Ağır mı geldi sözcük? Devrime karşı emperyalist karşı-devrimin saflarına yazılanlar bu tür sıfatları hak ederler de ondan kullandık. Çünkü bugün emperyalist bir savaş ile bir iç savaşın bileşik sarsıntısını yaşamakta olan Libya’da konu budur. Türkiye solu hiçbir şey anlayamadı: Hâlâ emperyalizmin savaşı Libya’nın petrolüne el koymak için başlattığını ileri sürüyor çoğunluk. Meydanlarda hâlâ ezberlenmiş formüllerle sloganlar atıyor Türkiye solu: Emperyalizmin Ortadoğu’dan defolmasına ilişkin yanlış olmayan ama sınırlı bir içerik taşıyan sloganı, “Libya halkı yalnız değildir” benzeri saçma sapan sloganlarla tamamlamaya çalışıyor. Libya halkı kim? Bingazi’dekiler mi, Trablus’takiler mi? Türkiye solu konunun Libya sorunu olmadığını, tekil ülkeleri çoktan aşmış olduğunu, bölge çapında Arap devrimini savunmak olduğunu anlayabilmiş değil hâlâ!
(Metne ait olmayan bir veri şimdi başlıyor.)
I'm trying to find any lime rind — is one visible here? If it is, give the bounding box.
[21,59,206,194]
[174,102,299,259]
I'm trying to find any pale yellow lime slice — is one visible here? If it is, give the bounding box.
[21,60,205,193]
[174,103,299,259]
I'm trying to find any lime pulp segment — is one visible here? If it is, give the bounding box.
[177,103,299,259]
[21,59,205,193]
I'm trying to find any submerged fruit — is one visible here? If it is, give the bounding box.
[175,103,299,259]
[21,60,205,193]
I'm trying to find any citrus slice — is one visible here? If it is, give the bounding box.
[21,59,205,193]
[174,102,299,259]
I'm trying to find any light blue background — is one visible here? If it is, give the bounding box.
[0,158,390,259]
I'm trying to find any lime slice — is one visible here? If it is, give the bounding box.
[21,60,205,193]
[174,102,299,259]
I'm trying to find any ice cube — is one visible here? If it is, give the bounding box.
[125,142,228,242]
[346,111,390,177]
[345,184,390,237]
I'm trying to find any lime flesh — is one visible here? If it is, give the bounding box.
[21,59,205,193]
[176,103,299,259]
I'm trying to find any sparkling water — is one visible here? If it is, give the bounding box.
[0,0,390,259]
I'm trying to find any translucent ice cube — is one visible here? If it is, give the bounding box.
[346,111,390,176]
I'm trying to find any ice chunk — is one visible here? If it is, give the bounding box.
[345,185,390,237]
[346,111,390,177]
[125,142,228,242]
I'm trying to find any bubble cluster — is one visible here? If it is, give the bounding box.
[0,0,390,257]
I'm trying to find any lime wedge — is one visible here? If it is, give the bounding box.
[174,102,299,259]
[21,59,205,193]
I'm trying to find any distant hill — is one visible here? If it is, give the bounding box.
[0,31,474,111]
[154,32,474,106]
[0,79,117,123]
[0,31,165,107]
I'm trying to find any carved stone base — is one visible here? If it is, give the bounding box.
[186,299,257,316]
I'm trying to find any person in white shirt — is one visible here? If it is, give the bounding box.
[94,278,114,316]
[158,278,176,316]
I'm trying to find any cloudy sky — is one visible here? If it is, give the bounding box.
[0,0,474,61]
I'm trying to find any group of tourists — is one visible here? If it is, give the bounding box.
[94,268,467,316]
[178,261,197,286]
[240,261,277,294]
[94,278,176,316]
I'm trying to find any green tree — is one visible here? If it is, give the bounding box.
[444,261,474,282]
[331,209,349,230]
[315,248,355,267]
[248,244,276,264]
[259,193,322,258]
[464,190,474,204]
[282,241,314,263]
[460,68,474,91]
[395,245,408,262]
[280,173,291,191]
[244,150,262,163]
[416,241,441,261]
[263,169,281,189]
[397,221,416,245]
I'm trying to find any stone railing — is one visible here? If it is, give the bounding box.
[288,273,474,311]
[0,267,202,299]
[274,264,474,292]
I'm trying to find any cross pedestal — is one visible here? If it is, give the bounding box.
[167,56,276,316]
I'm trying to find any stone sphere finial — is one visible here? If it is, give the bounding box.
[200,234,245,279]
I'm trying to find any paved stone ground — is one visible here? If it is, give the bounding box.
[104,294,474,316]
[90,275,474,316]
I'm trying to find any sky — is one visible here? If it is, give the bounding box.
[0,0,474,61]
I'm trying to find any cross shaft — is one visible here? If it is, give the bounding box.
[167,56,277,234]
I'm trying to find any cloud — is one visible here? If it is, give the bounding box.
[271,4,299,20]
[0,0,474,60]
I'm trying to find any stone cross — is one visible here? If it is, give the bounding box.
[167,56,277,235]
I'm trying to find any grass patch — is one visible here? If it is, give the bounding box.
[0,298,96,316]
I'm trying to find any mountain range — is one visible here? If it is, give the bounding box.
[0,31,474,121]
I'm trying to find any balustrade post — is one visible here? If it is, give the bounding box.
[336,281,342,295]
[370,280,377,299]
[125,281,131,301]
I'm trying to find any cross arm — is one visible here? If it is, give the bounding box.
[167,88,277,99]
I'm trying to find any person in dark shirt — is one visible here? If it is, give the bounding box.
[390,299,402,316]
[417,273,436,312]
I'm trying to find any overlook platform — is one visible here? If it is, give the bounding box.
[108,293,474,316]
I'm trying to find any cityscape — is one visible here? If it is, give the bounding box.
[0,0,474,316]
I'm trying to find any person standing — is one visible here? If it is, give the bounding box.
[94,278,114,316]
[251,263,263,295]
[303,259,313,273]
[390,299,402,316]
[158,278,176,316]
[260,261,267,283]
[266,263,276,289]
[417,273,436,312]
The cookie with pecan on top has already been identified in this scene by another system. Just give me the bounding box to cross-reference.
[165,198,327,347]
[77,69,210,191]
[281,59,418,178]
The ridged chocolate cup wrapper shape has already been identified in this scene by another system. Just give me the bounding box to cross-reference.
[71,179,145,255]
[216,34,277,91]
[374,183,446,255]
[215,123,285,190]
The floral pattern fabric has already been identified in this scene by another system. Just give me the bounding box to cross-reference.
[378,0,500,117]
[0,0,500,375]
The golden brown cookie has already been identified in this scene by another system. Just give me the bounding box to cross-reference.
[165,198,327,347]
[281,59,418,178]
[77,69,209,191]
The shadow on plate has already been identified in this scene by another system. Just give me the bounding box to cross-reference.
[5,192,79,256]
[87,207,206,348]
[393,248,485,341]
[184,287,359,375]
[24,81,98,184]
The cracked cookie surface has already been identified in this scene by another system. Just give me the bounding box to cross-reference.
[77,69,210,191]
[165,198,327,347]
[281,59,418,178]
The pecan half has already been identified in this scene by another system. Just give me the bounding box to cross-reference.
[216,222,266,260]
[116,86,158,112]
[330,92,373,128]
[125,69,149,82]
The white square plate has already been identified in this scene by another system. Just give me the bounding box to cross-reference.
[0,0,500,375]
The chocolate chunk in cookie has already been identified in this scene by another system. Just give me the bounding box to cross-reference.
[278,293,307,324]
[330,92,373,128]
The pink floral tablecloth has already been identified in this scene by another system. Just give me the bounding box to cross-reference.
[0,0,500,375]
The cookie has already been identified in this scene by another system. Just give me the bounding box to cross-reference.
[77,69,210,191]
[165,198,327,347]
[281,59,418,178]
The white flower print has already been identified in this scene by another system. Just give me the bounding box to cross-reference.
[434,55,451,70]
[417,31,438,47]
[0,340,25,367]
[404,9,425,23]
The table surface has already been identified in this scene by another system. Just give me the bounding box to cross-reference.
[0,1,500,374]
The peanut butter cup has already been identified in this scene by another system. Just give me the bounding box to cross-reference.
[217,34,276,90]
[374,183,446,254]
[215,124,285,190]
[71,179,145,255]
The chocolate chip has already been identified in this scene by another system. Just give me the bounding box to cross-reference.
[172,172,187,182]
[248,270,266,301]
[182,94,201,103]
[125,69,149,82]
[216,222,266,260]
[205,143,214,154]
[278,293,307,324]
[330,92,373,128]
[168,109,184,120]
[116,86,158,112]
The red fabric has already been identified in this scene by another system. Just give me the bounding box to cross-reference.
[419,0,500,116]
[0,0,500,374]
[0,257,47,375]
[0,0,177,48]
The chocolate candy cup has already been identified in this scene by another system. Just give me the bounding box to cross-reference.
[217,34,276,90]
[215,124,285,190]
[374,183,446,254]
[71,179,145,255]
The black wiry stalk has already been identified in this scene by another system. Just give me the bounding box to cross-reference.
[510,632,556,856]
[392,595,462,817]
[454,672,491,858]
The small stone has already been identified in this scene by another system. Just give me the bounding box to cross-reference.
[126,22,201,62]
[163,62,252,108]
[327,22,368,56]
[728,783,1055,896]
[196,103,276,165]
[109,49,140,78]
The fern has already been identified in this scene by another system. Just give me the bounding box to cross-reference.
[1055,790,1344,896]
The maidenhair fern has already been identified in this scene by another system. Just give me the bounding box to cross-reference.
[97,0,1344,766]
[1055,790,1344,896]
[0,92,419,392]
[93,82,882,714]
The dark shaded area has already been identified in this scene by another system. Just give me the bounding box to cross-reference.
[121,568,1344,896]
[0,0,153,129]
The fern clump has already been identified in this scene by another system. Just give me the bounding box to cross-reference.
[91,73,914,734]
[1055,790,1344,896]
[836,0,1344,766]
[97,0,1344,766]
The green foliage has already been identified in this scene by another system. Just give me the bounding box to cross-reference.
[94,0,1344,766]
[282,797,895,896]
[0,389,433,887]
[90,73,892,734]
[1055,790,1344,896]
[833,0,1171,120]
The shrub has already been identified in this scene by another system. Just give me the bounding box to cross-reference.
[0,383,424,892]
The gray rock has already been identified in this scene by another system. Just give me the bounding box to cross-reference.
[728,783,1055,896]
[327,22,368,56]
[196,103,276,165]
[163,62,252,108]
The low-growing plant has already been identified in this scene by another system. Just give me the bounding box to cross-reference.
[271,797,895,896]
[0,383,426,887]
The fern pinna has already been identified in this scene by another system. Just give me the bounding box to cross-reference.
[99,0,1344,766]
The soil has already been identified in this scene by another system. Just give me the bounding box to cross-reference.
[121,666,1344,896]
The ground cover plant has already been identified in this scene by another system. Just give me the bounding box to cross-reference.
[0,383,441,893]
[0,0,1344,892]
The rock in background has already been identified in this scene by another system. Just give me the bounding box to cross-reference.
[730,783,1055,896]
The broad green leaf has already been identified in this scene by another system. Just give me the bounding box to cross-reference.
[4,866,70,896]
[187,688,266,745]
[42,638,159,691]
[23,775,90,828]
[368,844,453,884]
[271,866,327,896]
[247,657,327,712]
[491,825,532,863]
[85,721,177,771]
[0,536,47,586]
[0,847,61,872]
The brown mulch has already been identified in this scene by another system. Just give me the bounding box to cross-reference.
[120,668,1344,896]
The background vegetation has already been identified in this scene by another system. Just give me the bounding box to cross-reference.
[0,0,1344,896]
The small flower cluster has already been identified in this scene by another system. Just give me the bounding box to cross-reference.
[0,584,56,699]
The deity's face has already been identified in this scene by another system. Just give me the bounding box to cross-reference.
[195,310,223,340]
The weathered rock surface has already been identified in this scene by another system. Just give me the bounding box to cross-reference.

“Ne yani Kaddafi’yi mi savunacağız?” Bu soru, olan bitenden hiçbir şey anlaşılmadığının tescil belgesi gibi. Hayır, Mısır ve Tunus devrimlerini savunacağız! Onları, ikisinin arasına giren karşı-devrimci emperyalist kamaya karşı koruyacağız!
Tabii, Devrimci İşçi Partisi’nin ve öncülü siyasi hareketlerin ta 1991 Körfez Savaşı’ndan bu yana Türkiye soluna anlatmaya çalıştığı savaş politikasının anlamı da burada bütün çarpıcılığı ile ortaya çıkıyor. Biz “ne Sam, ne Saddam” yanlıştır dediğimizde, Miloşeviç’i bahane edip Yugoslavya’yı, Taliban’dan nefret edip Afganistan’ı savunmamak yanlıştır dediğimizde, bütün bu savaşlarda sosyalistler emperyalizmin yenilgisi için mücadele etmelidir dediğimizde anlamamakta ısrar ettiler. İşte şimdi tablo: ABD ve AB emperyalizmleri, Mısır ve Tunus’ta kitlelerin gücünü gördükleri için devrimin bir süre sonra yeni dalgalarla olası bir ileri doğru atılımına karşı tedbir alıyor, ikisinin arasında yer alan Libya’da, güvenilmez, düpedüz deli Kaddafi’nin yerine bir kukla rejim kurmak için emperyalist bir savaş çıkartıyor. Türkiye solu “ne yani Kaddafi’yi mi destekleyeceğiz?” diyor hâlâ. Uyanın, yoldaşlar, konu o değil. Emperyalizm Mısır ve Tunus devrimlerine karşı yığınak yapıyor.
DİP, içinde yaşadığımız döneme 2001’den bu yana “Sürekli savaşa karşı sürekli devrim!” şiarıyla yaklaşıyor. Tunus ve Mısır devrimleri, tam da bu şiarın pratikte doğrulanmasını oluşturdu. Ama emperyalizm de DİP’in şiarını tersinden doğruladı ve Mısır ve Tunus’ta sürekli devrim tehlikesine karşı sürekli savaşı bir yeni ülkeye taşıdı!
Ya Türkiye solu? Devrimi karşı-devrime karşı koruyacak mı? Korursa, yirmi yıllık savaş politikasının yanlış olduğunu kabul etmiş olacak. Korumazsa, devrim ile karşı-devrim arasında tavır almamış olacak. Yanlışın neresinden dönülse doğru olur!